Within the many excellent Pyro RSA examples and tutorials, none appear to be using the Pyro’s distinctive feature – SVI.

I would be interested in applying SVI to RSA, however, I’m unsure what problem would have sufficiently computationally complex models, that would require a learned guide. Could anyone please suggest an RSA problem that would be a good candidate for SVI?

Can you be a bit more specific about what you mean by this, and about your ultimate goal? Do you have a particular problem or research question in mind for which RSA is an appropriate formalism?

At the moment I’m trying to better understand the capabilities of both RSA and Pyro.

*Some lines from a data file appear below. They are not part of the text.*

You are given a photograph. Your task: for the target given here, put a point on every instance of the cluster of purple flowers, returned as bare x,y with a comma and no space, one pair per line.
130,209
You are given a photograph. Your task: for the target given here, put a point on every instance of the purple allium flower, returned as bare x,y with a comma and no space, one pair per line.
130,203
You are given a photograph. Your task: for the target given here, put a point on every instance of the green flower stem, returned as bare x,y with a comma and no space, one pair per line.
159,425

I think that the current example implementations of RSA do not take full advantage of Pyro in terms of the stochastic optimization functionality and I am curious about how RSA paradigms could take advantage of such functionality.

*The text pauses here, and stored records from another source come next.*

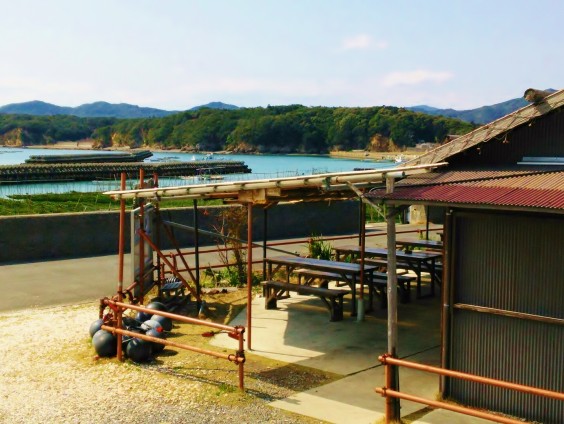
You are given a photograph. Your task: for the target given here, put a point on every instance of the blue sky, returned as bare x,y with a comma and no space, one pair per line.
176,54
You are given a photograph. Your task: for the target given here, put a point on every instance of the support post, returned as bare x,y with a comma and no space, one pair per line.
197,255
392,405
141,241
249,271
362,234
121,249
264,240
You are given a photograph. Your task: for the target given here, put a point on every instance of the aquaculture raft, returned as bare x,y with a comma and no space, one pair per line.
137,156
50,172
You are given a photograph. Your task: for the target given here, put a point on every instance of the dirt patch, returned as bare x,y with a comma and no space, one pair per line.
49,366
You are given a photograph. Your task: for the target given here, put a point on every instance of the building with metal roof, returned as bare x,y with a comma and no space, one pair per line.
501,198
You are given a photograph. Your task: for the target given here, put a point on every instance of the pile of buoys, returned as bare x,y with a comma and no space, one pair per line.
105,343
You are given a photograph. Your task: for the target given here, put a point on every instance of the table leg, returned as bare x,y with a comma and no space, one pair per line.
418,271
370,280
353,295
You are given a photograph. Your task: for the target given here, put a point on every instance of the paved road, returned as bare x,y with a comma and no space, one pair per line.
70,281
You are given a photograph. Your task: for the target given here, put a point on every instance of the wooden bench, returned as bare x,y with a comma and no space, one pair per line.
173,290
378,284
332,298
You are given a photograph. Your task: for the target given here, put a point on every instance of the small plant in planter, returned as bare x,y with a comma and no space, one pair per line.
319,248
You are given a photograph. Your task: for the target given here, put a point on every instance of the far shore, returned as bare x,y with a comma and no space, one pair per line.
88,145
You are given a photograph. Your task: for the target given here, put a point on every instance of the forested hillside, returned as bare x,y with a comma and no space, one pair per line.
274,129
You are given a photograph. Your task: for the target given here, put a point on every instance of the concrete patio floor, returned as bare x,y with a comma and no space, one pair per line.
300,332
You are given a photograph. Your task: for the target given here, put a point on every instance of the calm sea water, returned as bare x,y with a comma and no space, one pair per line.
262,166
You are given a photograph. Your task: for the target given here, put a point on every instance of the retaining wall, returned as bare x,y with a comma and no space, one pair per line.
60,236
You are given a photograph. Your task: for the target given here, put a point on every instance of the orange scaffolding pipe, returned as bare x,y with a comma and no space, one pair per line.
389,361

Hmm, sorry, I’m still not sure I understand what you mean by “capabilties” of RSA. I would also point out that all of the Pyro RSA examples except the semantic parsing one are extremely simple and use exact inference, so I’m not sure why you would want to use approximate inference like SVI in them instead.

RSA is a theoretical model of how people understand language as the product of goal-directed, parsimonious agents reasoning about other agents’ communicative goals and mental states. It’s primarily been successful as a unifying theoretical explanation for a number of seemingly disparate linguistic phenomena that don’t fit neatly into compositional semantics, like hyperbole or scalar implicature.

The best way to understand that success is by reading cognitive science review papers like this one. This recent CogSci paper is one of the only instances I am aware of that examines the interaction of RSA and approximate inference.

You might also be interested in reading about closely related models of theory of mind, which have a similar flavor of Bayesian agents reasoning recursively about the intentions of others. This paper discusses an interesting example of this kind of model in more standard machine learning terminology.